Zudem ist der kleine Bruder der großen Türme ein ganz besonderes Hybrid-Bauwerk, welches regelmäßig erneuert wurde, jedoch auch einiges an Kritik erlebte. Die moderne Silhouette des Vierungsturms ist mit dem Art déco in Verbindung gebracht worden – dies passe nicht zum gotischen Bauwerk, so der öffentliche Tenor. So bezeichnete Philippe Villeneuve, Chef-Architekt beim Wiederaufbau der Pariser Kathedrale Notre-Dame, den Kölner Vierungsturm als Fremdkörper und verglich ihn mit einer Warze.
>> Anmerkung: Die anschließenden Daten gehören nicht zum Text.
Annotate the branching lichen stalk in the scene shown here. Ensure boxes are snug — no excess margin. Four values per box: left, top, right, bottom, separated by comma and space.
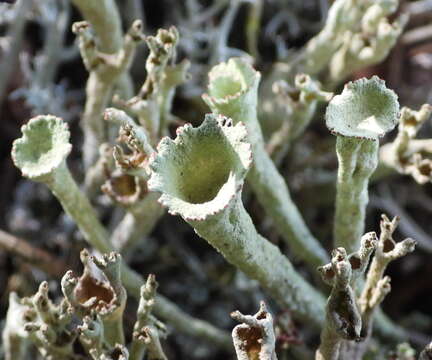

Historische Bauweise aus Eisen

Sulpiz Boisserée, einer der Initiatoren zur Vollendung des Doms, sah Anfang des 19. Jahrhunderts einen Turm aus Stein als Ideallösung vor. Unter Dombaumeister Ernst Friedrich Zwirner entstand jedoch ein Turm aus Eisen. Nachdem die Kölnische Maschinenbau AG in Bayenthal die Ausschreibung gewonnen hatte, wurde diese mit dem Bau des Turmes beauftragt, welcher lediglich von Oktober 1859 bis September 1860 dauerte. Der Hauptteil des Turmes sowie die Turmspitze bestehen aus acht Stützen aus starken, genieteten Walzblechen.

Die beeindruckende neugotische Verzierung des Turms wurde im Zweiten Weltkrieg stark beschädigt – die Eisenkonstruktion selbst blieb erhalten. Zwischen 1961 und 1973 erhielt der Turm eine neue Verkleidung aus Blei. Seitdem wachen acht monumentale Engel, geschaffen von Bildhauer Erlefried Hoppe, über die Stadt. Sie zieren die Pfeiler des Freigeschosses. Jeder einzelne von ihnen ist 4,10 m hoch und wiegt 2,25 Tonnen.

Funktionen des Vierungsturms heute

Die Spitze des Vierungsturmes krönen eine kupferne Kreuzblume sowie der goldene Stern von Bethlehem. Und ebenso wie im „großen Bruder“, dem Südturm, befindet sich auch im Vierungsturm ein Geläut, welches aus vier kleineren Glocken besteht.

Der Vierungsturm ist nicht für die Öffentlichkeit zugänglich – jedoch sieht die Feuerwehr regelmäßig oben nach dem Rechten: „Der Vierungsturm des Kölner Doms ist ein wichtiger Punkt für die Feuerwehr, da dort ein Funkverstärker für eine zuverlässige Kommunikation der Einsatzkräfte im gesamten Dom installiert ist. Die Feuerwehr führt regelmäßig Begehungen und Übungen am Dom durch und arbeitet eng mit der Dombauhütte zusammen, um den Brandschutz zu gewährleisten“, erläutert Michael Bastgen. Der Vierungsturm sei zum Glück aus Eisen – im Gegensatz zum sogenannten Vierungsturm der Pariser Notre-Dame, der beim Brand 2019 einstürzte und wie das gesamte Dach aus Holz gefertigt war. Somit fühlt man sich unter dem Stern von Bethlehem sicher – dank preußischer Akribie und kölscher Baukunst.